CN106744841B - Preparation method of three-dimensional porous graphene film constructed by single-layer graphene - Google Patents

Abstract

A preparation method and application of a three-dimensional graphene film constructed by utilizing single-layer graphene. The method is characterized in that: adding ultrasonic crushing and ball milling stripping processes in an improved Hummer method process for preparing graphene to obtain single-layer or few-layer graphene, mixing organic solvents to prepare graphene slurry, printing the graphene slurry with different thicknesses on a substrate by a screen printing method, placing the substrate printed with the graphene slurry in a muffle furnace, and removing the organic slurry by a high-temperature heat treatment method to obtain the interconnected graphene film with a nanoscale porous three-dimensional structure. The film has high specific surface area, and can be used as electrode materials of super capacitors, lithium ion batteries, thin-film solar batteries and the like after being modified by metal oxides and metal sulfides.

Description

Preparation method of three-dimensional porous graphene film constructed by single-layer graphene

Technical Field

The invention relates to the field of materials, in particular to a preparation method and application of a three-dimensional graphene film constructed by utilizing single-layer graphene.

Background

Graphene is a material having a single-layer sheet structure composed of carbon atoms, has a high specific surface area and high electrical conductivity, and excellent mechanical properties, thus making the graphene-based material an extremely promising energy storage active material, particularly as an electrode material for an electric double layer supercapacitor.

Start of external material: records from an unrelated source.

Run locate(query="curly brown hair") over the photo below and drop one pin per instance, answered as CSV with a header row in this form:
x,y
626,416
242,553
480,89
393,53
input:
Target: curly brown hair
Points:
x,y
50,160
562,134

However, due to the strong van der waals force between graphene nanosheet layers and the hydrophobic property of graphene, the graphene nanosheets are very easy to stack layer by layer, how to synthesize a high-performance graphene-based adsorption material is a key problem in the research of the graphene-based adsorption material, and the construction of a graphene-based porous three-dimensional framework structure is a very effective method. Compared with original graphene and graphene-based materials with other morphological structures, the graphene-based material with the three-dimensional framework structure shows more excellent physicochemical properties based on the three-dimensional network and the porous structure characteristics. The three-dimensional graphene material is structurally different from two-dimensional graphene, and effectively overcomes the defects that the two-dimensional graphene is easy to agglomerate and difficult to disperse and is difficult to obtain high specific surface area, so that the three-dimensional graphene material is more suitable to be used as an electrode material of a double electric layer super capacitor. The three-dimensional graphene has a three-dimensional hollow porous reticular structure, the network wall is graphene, and the graphene is graphite with a laminated structure and porous graphite carbon foam, and has the advantages of ultralow-density-degree surface area, high heat conductivity, high temperature resistance, corrosion resistance, good ductility, good flexibility and the like.

The preparation method of the graphene mainly comprises the following steps: physical methods, mechanical exfoliation methods, chemical vapor deposition methods, thermal expansion exfoliation methods, electrochemical methods, redox methods, and the like. Chemical Vapor Deposition (CVD) is one of the important methods for preparing high-quality graphene thin films, and with the development of preparation technology, the yield of the CVD method can also meet the requirement of mass production. The CVD method can use a gaseous, liquid, or solid substance as a carbon source to grow the graphene thin film. However, the method is complicated and the cost is high. The oxidation-reduction method comprises the steps of oxidizing graphite to obtain graphite oxide, and then reducing the graphite oxide by a reduction method to prepare graphene nanosheets of different specifications. However, due to the limitation of the redox method, the prepared graphene has low quality (for example, the conductivity is only more than 1500S/m), and the performance of the graphene is seriously affected due to many defects of the graphene.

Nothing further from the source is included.